Just came across this site run by Rick Grush at UCSD: Commercial Free Philosophy, which argues for the promotion of open access research and publication in philosophy (and, of course, other academic disciplines). This really caught my interest and I couldn’t agree more with the following, from the Commercial Free Philosophy website: “Briefly, the business model on which commercial publishing is based is not only grotesquely outdated, but it is contributing directly to some serious social evils. And so it now strikes me that continuing to support commercial publishing, is, frankly, unethical.There was a time when the dissemination of scholarly work required the help of publishers, and so it made sense for academics to transfer various rights to these businesses, and to pay for their services. Now, though, the ability to disseminate research is ubiquitous and free. Ironically, most publishers now work hard to RESTRICT access to the work of philosophers, to those who can pay for it. This may not seem like a problem to professional philosophers at wealthy universities. But it is a problem for students, and for anyone not fortunate enough to be in the financially elite class.”

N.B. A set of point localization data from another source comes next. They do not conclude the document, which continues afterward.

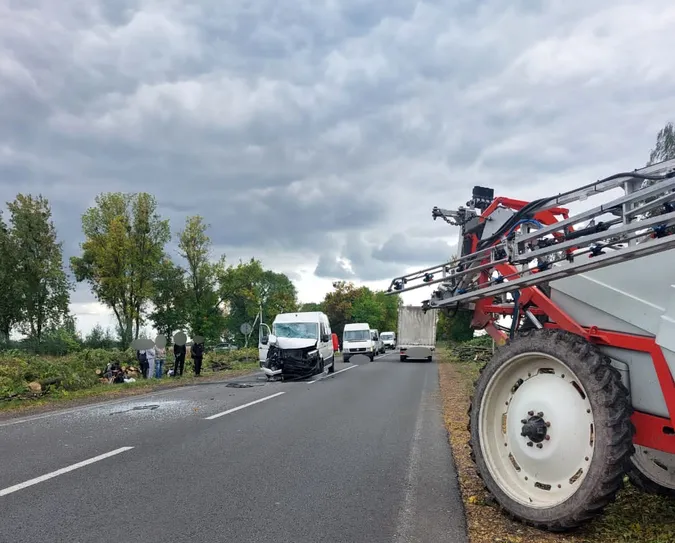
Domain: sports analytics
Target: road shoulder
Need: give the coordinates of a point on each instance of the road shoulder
(634, 518)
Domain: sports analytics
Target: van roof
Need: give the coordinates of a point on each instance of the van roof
(357, 326)
(303, 316)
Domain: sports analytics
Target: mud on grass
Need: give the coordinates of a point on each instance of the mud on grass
(634, 518)
(101, 392)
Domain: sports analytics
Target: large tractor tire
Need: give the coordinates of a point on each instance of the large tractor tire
(653, 471)
(550, 427)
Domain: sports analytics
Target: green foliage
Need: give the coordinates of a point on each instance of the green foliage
(455, 326)
(10, 303)
(170, 299)
(40, 286)
(347, 303)
(122, 254)
(73, 372)
(202, 307)
(248, 287)
(665, 145)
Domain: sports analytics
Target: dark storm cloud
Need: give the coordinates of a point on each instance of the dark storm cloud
(329, 129)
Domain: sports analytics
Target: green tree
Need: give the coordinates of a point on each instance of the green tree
(367, 308)
(98, 338)
(338, 305)
(204, 304)
(10, 303)
(42, 286)
(248, 287)
(665, 145)
(121, 255)
(169, 299)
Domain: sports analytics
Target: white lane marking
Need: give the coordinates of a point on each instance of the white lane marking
(243, 406)
(331, 374)
(345, 369)
(61, 471)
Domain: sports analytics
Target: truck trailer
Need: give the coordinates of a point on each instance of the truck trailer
(416, 332)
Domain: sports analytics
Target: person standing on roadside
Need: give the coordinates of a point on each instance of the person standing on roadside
(150, 353)
(197, 353)
(159, 361)
(179, 355)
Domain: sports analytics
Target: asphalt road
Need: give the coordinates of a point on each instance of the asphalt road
(358, 456)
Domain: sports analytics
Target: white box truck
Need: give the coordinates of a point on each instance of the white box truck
(416, 332)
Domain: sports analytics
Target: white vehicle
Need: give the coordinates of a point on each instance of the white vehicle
(299, 345)
(416, 332)
(389, 339)
(357, 339)
(379, 346)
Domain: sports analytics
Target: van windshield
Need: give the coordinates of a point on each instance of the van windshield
(298, 330)
(356, 335)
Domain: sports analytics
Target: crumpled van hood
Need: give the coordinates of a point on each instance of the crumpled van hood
(295, 343)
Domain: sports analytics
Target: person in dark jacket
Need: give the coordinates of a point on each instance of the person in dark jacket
(179, 355)
(197, 353)
(142, 358)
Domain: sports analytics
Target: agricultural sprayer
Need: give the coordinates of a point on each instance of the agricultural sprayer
(580, 390)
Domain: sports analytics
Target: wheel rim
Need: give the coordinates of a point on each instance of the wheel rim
(536, 394)
(657, 466)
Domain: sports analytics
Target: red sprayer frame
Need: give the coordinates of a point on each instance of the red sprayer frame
(651, 431)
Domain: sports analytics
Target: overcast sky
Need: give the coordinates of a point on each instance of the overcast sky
(317, 135)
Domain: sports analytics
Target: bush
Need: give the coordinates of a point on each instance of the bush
(73, 372)
(77, 371)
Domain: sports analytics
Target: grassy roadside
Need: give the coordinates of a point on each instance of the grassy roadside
(59, 399)
(634, 518)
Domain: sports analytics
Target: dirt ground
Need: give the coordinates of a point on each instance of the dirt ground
(634, 518)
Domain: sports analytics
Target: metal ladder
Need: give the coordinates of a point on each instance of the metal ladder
(553, 252)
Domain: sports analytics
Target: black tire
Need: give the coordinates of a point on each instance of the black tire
(612, 429)
(646, 484)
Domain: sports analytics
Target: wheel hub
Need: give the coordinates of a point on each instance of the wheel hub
(526, 399)
(535, 428)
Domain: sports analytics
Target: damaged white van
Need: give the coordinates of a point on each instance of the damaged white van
(299, 345)
(357, 339)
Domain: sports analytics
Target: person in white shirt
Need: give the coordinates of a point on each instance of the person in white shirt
(160, 353)
(150, 353)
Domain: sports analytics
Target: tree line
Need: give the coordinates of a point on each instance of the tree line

Honestly, I can’t see why it should be the case that research results ought to be something available only to those who can pay, or to those fortunate enough to be employed by a university who funds the bills for the subscription rates to journals. That research ought to be peer-reviewed is of course important, but this need not necessarily require that it be published in a journal that charges access fees. Grush points to Philosopher’s Imprint as a good example of a peer-reviewed journal that is open access. The Directory of Open Access Journals has a search function that allows one to find open access journals in philosophy specifically. There are quite a few more than I thought, and many of these are of good quality. Grush has announced that as of Jan. 1, 2008, he will no longer publish in, nor do reviews (or other tasks) for journals that are not open-access (see “Why I no longer publish in any non-open-access venues” on the Commercial Free Philosophy site for specifics on his pledge). While I’m not (yet) willing to go that far, I will go as far as to carry out the suggestions he lists under “supporting commercial free philosophy” on the same site, under “What you can do.” And if you’re interested, you can, as I did, copy and paste from that site a small logo on your web page that says you support commercial free philosophy. Or, if you’re willing to take the pledge, you can, like Grush, say you’re a fully commercial free philosopher.
By the way, this IS related to teaching and learning in philosophy as well. Wouldn’t it be great if we didn’t have to get our students to pay for royalties on readings we assign for courses? We can already do this to some extent, with open-access resources. It would be good to search open-access publications for readings that would be suitable for our courses FIRST, and then only choose readings that cost money if none are available that fit our needs. Right now, it may be the case that not too many will be available. But if more of us pay attention to open-access sources, publish in them, take them seriously, cite them in our own work, they will become more and more popular and hopefully more and more will become available. A utopian dream? I just bet I might live to see this revolution happen.